Untuk itu saya mengakui gagal menjaga keindahan gigi Iqbal dan Ihsan. Karena kegagalan itu, saya menerapkan wajib gosok gigi untuk menjaga gigi mereka tidak berlubang. 

“Berarti kalo gak gosok gigi, haram hukumnya, Bulik?”, Iqbal nyeletuk.

“Iya”, jawabku menyeringai.

Iqbal 8 tahun dan Ihsan 7 tahun. Saya membelikan sikat gigi yang beraneka macam bentuk, pasta gigi yang beraneka rasa, agar mereka tidak merasa terbebani dengan kewajiban mereka. Saya selalu memeriksa mereka setelah selesai mandi, karena biasanya mereka memiliki intrik yang cerdik.

“Buliiiiiiiiik, aku udah sikat gigi lho”, Iqbal cengar-cengir memakai handuk, Ihsan mengikuti dari belakang.

“Eitsss, Mas Ihsan sini”, Iqbal ikut berhenti dan saya mengelap tangan belepotan busa cucian.

“Beneran udah sikat gigi?”, aku tersenyum sedikit berjongkok menyamakan tinggi dengan mereka.

Mereka senyum-senyum dan Ihsan segera berlari kembali ke kamar mandi, 3 detik kemudian Iqbal menyusul. Kalian memang spesial, tidak pernah bisa berbohong.

DIO & DEANDRA

Dio 3 tahun dan Deandra 2 tahun. Pertama mengenalkan mereka pada sikat gigi harus diimbangi bujuk rayu dan cerita. Biasanya saya memandikan kedua malaikat saya itu secara bersamaan. Karena mereka masih kecil sampai saat ini trial gosok gigi masih menggunakan air aqua, sehingga saat mereka kumur-kumur dan tertelan pun, saya tidak was-was. Karena Dio sering usil, air untuk kumur-kumur pun, ditenggak sampai habis. Well, mereka masih kecil berbeda dengan seusia Iqbal dan Ihsan yang sudah dapat membedakan mana air minum mana air kumur.

2 bulan pertama, saya ikut sikat gigi, berkumur-kumur, menyembur, lalu menggosok-gosokkan gigi secara teratur, mereka dengan seksama melihat. Setelah saya selesai, saya mulai dari Dio (karena saat Dio mau, Denadra pasti mengikuti abangnya). Menceritakan tentang Sponge-Bob yang hanya memiliki 2 gigi, karena dia malas sikat gigi sehingga dia hanya memiliki 2 gigi (bisa memakai cerita lain yang relevan sih).

Dio asyik menyemburkan air saat berkumur, dan dengan riang membuka mulutnya untuk disikat. Sesekali meminum airnya sambil tertawa bilang “Bulik, airnya aku telan yak”, Saya ikut tertawa karena memang itu adalah air mineral.

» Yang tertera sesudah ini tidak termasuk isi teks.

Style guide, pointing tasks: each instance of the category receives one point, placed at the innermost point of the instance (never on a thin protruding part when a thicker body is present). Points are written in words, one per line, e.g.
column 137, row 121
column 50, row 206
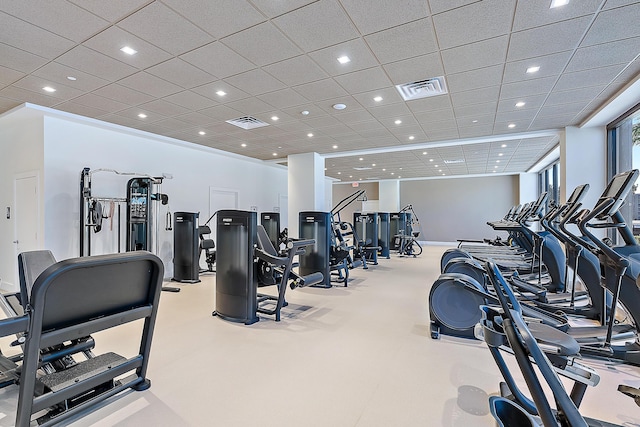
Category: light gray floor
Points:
column 343, row 357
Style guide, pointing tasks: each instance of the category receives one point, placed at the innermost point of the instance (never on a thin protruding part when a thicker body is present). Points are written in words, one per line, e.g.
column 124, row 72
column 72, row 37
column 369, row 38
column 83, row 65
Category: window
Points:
column 623, row 154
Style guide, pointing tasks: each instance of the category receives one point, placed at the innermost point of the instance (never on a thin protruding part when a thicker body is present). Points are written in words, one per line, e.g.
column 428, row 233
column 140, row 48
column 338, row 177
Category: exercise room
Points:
column 317, row 213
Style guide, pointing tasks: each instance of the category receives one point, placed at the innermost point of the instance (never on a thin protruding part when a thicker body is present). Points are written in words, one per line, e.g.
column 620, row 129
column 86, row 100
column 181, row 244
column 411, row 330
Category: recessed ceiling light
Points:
column 128, row 50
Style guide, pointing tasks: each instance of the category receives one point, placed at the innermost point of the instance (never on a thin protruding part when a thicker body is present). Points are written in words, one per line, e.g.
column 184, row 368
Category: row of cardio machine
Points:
column 549, row 306
column 250, row 256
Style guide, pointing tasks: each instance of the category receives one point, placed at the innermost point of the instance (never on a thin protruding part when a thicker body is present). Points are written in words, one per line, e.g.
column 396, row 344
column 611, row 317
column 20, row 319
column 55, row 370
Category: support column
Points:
column 306, row 187
column 389, row 195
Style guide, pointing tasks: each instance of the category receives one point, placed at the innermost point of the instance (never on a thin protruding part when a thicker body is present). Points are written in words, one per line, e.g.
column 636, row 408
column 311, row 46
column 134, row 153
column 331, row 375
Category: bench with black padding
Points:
column 73, row 299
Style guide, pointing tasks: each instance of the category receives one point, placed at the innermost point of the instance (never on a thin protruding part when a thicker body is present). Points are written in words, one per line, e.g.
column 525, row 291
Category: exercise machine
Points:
column 246, row 259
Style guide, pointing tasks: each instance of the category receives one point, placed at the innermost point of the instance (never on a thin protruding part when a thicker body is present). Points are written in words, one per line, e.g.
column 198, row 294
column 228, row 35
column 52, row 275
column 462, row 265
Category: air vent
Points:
column 422, row 88
column 247, row 122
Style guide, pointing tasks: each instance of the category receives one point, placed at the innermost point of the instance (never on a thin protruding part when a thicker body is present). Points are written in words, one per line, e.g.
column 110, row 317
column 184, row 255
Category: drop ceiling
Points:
column 276, row 59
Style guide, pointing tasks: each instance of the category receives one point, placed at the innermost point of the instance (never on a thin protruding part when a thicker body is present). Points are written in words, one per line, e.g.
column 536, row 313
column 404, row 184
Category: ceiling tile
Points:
column 23, row 95
column 294, row 71
column 371, row 17
column 123, row 94
column 150, row 84
column 19, row 60
column 273, row 9
column 59, row 17
column 477, row 21
column 250, row 106
column 33, row 39
column 164, row 108
column 475, row 55
column 481, row 77
column 365, row 80
column 547, row 39
column 284, row 98
column 406, row 41
column 322, row 89
column 112, row 10
column 219, row 19
column 593, row 77
column 181, row 73
column 476, row 96
column 356, row 50
column 7, row 75
column 307, row 25
column 218, row 59
column 550, row 65
column 255, row 82
column 110, row 41
column 262, row 44
column 527, row 88
column 614, row 24
column 100, row 102
column 58, row 73
column 531, row 14
column 190, row 100
column 209, row 90
column 92, row 62
column 177, row 36
column 415, row 69
column 618, row 52
column 35, row 84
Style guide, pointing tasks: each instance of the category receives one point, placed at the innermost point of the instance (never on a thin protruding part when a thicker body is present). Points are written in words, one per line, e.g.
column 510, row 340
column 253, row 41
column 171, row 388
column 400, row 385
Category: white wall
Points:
column 457, row 208
column 70, row 146
column 21, row 152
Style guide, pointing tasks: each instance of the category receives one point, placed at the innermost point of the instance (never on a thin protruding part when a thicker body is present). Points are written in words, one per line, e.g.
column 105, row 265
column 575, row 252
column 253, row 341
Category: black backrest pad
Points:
column 80, row 289
column 30, row 265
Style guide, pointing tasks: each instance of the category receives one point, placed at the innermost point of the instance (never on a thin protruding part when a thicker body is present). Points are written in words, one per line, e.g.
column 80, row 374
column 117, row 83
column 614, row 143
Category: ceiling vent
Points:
column 422, row 88
column 247, row 122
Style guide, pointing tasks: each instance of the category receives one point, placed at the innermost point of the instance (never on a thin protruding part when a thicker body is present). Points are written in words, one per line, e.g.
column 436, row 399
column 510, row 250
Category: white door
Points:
column 26, row 214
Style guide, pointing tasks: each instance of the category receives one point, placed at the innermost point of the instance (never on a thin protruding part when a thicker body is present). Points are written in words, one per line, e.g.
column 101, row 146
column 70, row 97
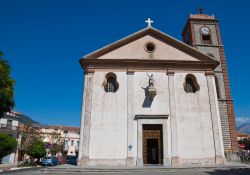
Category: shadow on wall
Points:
column 233, row 171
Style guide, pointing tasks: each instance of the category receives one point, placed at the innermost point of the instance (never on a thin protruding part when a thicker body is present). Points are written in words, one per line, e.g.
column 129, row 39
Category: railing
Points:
column 8, row 127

“Tapi lain kali jangan ditelan ya sayang?”, Dio mengangguk-angguk riang.

Giliran Deandra yang menyemburkan air ke badan abangnya dan membuka mulutnya untuk disikat. Kalau dia sedang kooperatif, saya menyikat memakai sikat bayi yang dimasukkan ke jari. Tetapi kalau sedang “rewel” untuk diajak untuk sikat gigi, biasanya saya menggunakan jari saya untuk menyikat giginya, tentunya setelah saya membilas bersih tangan saya dengan sabun.
Kadang mereka tidak mau sikat gigi, wajar karena masih kecil. Biasanya, saya memberikan sesuatu yang mereka suka sebagai kompensasi atau bujuk rayu agar mereka mau sikat gigi. Saat Sponge Bob sudah tidak laku lagi untuk iklan mereka, busa-busa sabun yang saya kucek-kucek memakai tangan dan disebul hingga membentuk bulatan-bulatan yang berterbangan sukses membuat mereka mau untuk sikat gigi terlebih dahulu dan sebagai gantinya saya membuatkan banyak balon dari sabun. Kami tertawa bertiga di kamar mandi.
Awalnya memahamkan kebiasaan saja, setelah kebiasaan tercipta, mereka sendiri yang akan memintanya tanpa kita harus memaksa, “Buliiiik, mana sikat dan pasta giginya, aku mau sikat gigi sendiri”, Dio menarik-narik daster saya. Sampai saat ini, saya masih menggunakan air mineral untuk kumur-kumur mereka. Karena masih riskan memakai air biasa :D

Bunda, bagaimana cerita balita-balita kalian? Mungkin lebih seru ya. Saya memang belum menjadi Ibu, tetapi setidaknya saat saya besok menjadi Ibu dan membaca note ini, pasti saya akan senyum-senyum “Anak kecil memang selalu spesial”, gumamku dalam hati.

Tidak ada komentar

Hai, terima kasih sudah berkunjung dan membaca! Let's drop your comments ya. Insya Allah akan berkunjung balik :)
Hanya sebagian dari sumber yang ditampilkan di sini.